Research

We work on the advancement of software analytics, which is the integration of code and data analysis techniques to reduce software cost and improve software reliability and security. In general, we are interested on how software can be better developed, better maintained, better tested and better debugged through an analysis of the wealth of software data currently available. We are also interested to perform empirical studies to understand the pain point of developers, characterize developer current practices and their limitations, and bridge the gap between academics and practitioners.

We are excited to work on software analytics, which is a growing field bolstered with the surge in the amount of software engineering data on the internet and fueled with the need to deal with the complexity of secure and high-quality software development and maintenance.

Our work has been published in top/major conferences and journals in the areas of software engineering (ICSE, FSE, ASE, ISSTA, ICSME, PLDI, TSE, TOSEM), artificial intelligence and data science (IJCAI, AAAI, KDD, VLDB, ICDE, ACL), and cybersecurity (ESORICS, TIFS).

Please feel free to browse some of our work below.
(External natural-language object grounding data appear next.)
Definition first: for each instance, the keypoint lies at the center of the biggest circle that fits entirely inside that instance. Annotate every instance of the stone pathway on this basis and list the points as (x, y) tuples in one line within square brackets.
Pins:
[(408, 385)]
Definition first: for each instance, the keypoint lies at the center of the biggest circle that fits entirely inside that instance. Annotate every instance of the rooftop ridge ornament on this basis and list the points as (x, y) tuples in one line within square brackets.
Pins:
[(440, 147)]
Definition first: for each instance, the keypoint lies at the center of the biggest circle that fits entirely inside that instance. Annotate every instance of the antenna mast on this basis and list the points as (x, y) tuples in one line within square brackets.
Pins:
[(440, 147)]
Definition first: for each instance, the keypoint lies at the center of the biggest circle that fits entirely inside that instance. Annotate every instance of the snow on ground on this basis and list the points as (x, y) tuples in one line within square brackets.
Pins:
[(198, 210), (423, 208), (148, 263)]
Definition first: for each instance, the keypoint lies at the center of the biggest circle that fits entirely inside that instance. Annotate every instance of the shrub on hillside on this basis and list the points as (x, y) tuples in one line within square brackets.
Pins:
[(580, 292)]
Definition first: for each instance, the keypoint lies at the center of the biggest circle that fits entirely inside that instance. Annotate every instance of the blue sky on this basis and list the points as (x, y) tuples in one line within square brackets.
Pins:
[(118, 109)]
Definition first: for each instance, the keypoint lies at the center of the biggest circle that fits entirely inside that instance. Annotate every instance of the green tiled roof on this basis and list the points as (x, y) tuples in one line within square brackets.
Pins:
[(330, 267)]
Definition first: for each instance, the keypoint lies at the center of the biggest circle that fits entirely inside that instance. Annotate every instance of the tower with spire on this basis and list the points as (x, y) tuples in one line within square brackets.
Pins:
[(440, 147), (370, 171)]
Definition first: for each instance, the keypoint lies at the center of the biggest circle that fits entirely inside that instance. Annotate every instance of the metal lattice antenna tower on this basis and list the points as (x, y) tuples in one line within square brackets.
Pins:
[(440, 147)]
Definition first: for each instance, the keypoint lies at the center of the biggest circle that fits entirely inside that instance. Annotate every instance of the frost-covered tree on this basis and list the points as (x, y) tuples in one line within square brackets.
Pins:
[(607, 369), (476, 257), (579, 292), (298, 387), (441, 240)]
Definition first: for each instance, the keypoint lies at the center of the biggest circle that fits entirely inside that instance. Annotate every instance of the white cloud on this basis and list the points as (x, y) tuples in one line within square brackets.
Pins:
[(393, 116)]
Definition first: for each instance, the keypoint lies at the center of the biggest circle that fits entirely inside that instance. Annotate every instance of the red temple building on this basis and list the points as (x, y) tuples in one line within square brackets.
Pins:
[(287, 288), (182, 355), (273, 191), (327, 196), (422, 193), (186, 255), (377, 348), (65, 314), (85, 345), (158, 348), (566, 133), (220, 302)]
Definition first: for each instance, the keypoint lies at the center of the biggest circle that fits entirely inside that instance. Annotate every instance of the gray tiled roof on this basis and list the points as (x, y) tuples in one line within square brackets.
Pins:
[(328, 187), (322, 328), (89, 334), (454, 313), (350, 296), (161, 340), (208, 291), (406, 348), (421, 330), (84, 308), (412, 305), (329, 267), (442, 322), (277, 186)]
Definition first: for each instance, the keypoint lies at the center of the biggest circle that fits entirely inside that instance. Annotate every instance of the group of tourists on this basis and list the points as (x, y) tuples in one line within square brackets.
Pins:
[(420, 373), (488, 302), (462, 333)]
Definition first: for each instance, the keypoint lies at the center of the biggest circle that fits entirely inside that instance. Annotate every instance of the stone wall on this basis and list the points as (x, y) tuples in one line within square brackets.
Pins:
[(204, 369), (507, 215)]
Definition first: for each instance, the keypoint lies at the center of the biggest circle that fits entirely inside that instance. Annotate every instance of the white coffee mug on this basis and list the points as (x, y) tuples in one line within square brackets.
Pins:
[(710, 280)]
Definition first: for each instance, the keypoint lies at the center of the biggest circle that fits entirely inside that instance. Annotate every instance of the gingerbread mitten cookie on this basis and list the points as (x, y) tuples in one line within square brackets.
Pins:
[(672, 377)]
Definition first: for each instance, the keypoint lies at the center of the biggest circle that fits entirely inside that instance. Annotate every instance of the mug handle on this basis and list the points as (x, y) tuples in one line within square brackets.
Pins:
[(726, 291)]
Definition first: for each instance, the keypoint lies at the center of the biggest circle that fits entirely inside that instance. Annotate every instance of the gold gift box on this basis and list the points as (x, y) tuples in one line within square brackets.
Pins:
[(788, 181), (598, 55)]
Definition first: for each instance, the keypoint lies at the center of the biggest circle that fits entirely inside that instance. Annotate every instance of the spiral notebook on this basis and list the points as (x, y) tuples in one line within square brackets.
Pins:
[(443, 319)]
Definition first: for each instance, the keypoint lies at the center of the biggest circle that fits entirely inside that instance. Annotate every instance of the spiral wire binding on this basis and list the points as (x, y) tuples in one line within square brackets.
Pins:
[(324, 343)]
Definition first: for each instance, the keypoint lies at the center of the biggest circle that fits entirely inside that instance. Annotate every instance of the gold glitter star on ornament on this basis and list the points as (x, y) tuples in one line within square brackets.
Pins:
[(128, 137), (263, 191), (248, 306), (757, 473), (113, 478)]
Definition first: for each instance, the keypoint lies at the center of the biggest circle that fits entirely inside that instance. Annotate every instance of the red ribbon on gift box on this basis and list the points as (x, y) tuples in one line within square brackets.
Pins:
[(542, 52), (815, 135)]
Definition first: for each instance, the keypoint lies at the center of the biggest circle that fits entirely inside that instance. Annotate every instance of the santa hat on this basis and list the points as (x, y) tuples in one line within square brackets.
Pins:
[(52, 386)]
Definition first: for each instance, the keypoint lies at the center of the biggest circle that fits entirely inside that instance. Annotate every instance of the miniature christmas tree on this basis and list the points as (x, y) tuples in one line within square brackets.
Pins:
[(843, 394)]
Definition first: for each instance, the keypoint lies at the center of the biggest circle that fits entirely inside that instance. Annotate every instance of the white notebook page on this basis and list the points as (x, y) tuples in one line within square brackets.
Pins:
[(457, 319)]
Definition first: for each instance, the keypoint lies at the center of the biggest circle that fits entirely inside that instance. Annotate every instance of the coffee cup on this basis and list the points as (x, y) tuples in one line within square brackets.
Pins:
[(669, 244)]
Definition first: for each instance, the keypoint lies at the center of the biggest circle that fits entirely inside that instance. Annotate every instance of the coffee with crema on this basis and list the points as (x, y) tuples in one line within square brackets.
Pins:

Bug and Vulnerability Management

We are intrigued to examine the entire process of how developers manage bugs and vulnerabilities, and how a data-driven approach can help. Our work in this area include:

We have designed a comprehensive array of solutions that can identify vulnerabilities and repair them. They include solutions that can identify vulnerable third party libraries by analyzing National Vulnerability Database entries and commit logs, and solutions that can learn from version history to automatically patch vulnerabilities. Examples of these studies include: (Chen et al. 2020a), (Chen et al. 2020b), (Ma et al. 2017), (Ma et al. 2016).
We have designed a comprehensive array of novel automated solutions to help developers manage large numbers of bug reports. The solutions include techniques to: identify duplicate bug reports, prioritize bug reports, assign bug reports to developers, locate buggy files given a bug report, and many more. Examples of these studies include: (Sun et al. 2010), (Zhou et al. 2012), (Hoang et al. 2019).
We have proposed a set of automated debugging solutions that consider on various settings. These include solutions that: identify likely defective files/commits based on version history data (aka. defect prediction), identify likely buggy program elements given test case failures (aka. spectrum based fault localization), construct likely fixes given test case failures (aka. automatic program repair), and many more. Examples of these studies include: (Lo et al. 2009), (Le et al. 2016), (Xia et al. 2016).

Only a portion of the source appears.